The History Lesson
This week back in 1877, Thomas Edison announced he’d made the first functional recording device — the phonograph.
So we have him to thank for our day jobs. Early Edison recordings were embossed on tinfoil cylinders. Kinda like shiny paint rollers. After a few plays on a phonograph, they’d be shredded. And only trained experts could operate the thing. Still, Edison had big plans for his invention. He figured it’d be used to record phone messages. And oh yeah — that it might be cool for listening to recorded music. But the public got over the gizmo’s novelty pretty fast. And so did Edison. He soon turned his attention to something called “the lightbulb.”

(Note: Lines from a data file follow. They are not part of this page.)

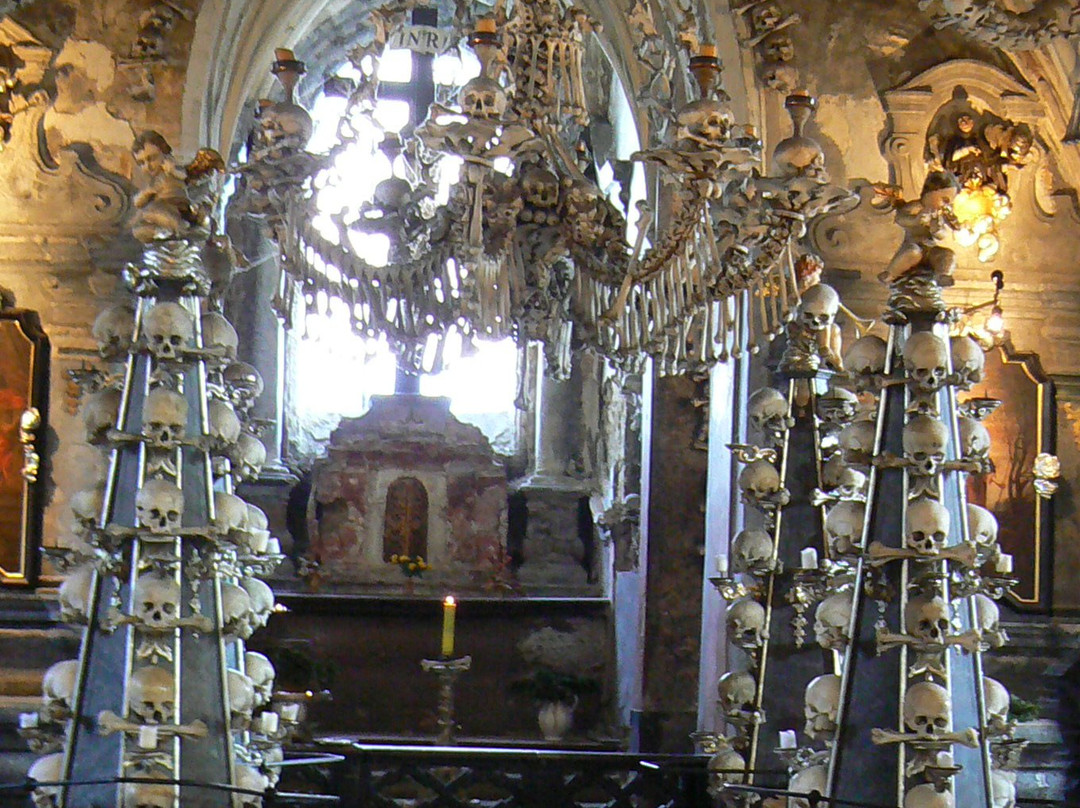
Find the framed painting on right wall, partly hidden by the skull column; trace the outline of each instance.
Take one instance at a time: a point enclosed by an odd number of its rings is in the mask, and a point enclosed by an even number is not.
[[[1055,452],[1054,387],[1035,353],[1017,353],[1008,340],[986,354],[983,382],[966,398],[1001,405],[984,420],[994,471],[968,477],[968,500],[998,519],[1001,552],[1013,556],[1018,583],[1008,603],[1023,611],[1049,611],[1053,569],[1051,500],[1035,490],[1035,458]]]

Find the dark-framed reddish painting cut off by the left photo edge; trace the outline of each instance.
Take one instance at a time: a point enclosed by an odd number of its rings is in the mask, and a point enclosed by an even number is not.
[[[36,582],[48,403],[49,339],[37,312],[0,309],[0,584]]]

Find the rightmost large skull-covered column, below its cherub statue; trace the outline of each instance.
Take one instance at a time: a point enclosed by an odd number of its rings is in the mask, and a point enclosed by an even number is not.
[[[924,208],[947,185],[931,174]],[[989,808],[1013,790],[993,767],[1009,731],[1000,706],[990,710],[1000,685],[982,672],[982,652],[1004,639],[988,595],[1008,581],[993,571],[996,546],[976,535],[981,514],[964,498],[967,475],[988,471],[989,439],[957,405],[957,388],[974,379],[954,369],[942,250],[889,279],[888,341],[852,368],[880,394],[874,428],[845,444],[870,476],[850,555],[839,726],[827,768],[792,786],[854,804]]]

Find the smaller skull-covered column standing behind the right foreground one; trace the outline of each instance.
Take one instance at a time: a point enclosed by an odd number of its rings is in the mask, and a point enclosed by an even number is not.
[[[832,561],[825,513],[826,506],[861,508],[865,484],[865,475],[847,467],[837,447],[838,432],[855,417],[859,404],[854,393],[836,383],[842,380],[838,310],[832,287],[802,289],[786,328],[781,383],[755,391],[747,404],[752,431],[766,448],[732,446],[746,463],[739,480],[743,500],[764,513],[765,523],[748,526],[732,541],[731,570],[742,580],[714,579],[726,596],[741,598],[729,610],[728,635],[748,662],[747,670],[727,673],[718,683],[720,710],[735,730],[728,744],[743,755],[747,769],[728,782],[786,787],[781,772],[823,758],[810,743],[829,741],[836,728],[836,651],[842,650],[842,636],[822,621],[821,611],[814,615],[819,602],[825,612],[835,609],[826,598]],[[747,627],[747,616],[761,617],[765,631]],[[791,740],[784,749],[782,732]],[[738,796],[725,793],[728,800]]]

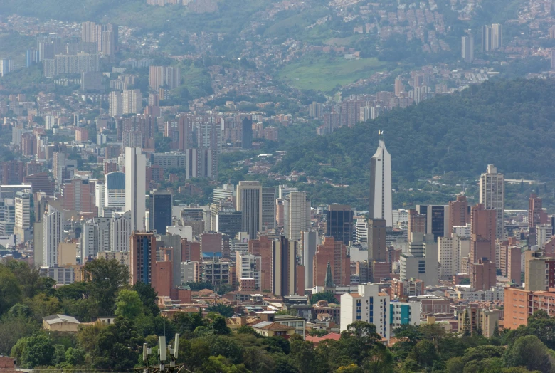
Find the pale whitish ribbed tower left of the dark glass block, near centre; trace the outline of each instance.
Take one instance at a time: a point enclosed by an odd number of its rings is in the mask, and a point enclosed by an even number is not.
[[[283,201],[285,238],[299,241],[301,231],[310,228],[310,201],[305,191],[292,191]]]

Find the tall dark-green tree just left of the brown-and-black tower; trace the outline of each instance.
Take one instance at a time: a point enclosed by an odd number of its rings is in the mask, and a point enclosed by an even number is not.
[[[85,264],[85,274],[90,281],[90,297],[98,303],[100,315],[113,315],[117,292],[129,283],[129,268],[115,259],[100,258]]]

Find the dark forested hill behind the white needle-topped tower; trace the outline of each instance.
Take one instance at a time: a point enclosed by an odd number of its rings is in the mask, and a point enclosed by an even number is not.
[[[551,177],[555,170],[555,81],[497,80],[433,98],[376,120],[287,149],[276,169],[367,184],[369,160],[384,130],[394,179],[443,172]],[[394,180],[395,182],[395,180]]]

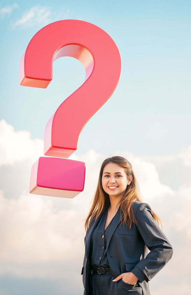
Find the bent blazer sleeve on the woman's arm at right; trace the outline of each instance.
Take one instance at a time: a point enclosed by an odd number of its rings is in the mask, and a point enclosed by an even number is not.
[[[150,281],[172,258],[173,248],[154,219],[151,207],[140,203],[136,211],[137,228],[145,245],[150,250],[131,272],[142,283]]]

Years later, Edison got back in the recording game and found stiff competition. Especially from this punk Emile Berliner. His “Gramophone” etched sound on weird flat discs instead of cylinders. There ensued the first VHS-or-Beta-style format war. And discs turned out to be VHS. But Edison took it in stride: He phased out cylinders, and made his phonographs disc-compatible. Eventually the only part of his company he personally oversaw was the phonograph biz. Some say he even chose which music got recorded for the gadget – even though he was functionally deaf. Which could be why the business tanked in 1929.
RECIPE as recounted by Aidan Demarest, beverage director at The Edison.
- 1 and 1/2 ounces Bourbon (the Edison uses home-infused lavender-honey Woodford Reserve)
- 3/4 ounce Belle de Brulee pear liqueur
- 1/2 ounce simple syrup
- 1/2 ounce fresh-squeezed lemon juice
- 1/2 ounce fresh squeezed pear juice
Pour ingredients into a shaker. Shake. Then, strain into chilled martini glass.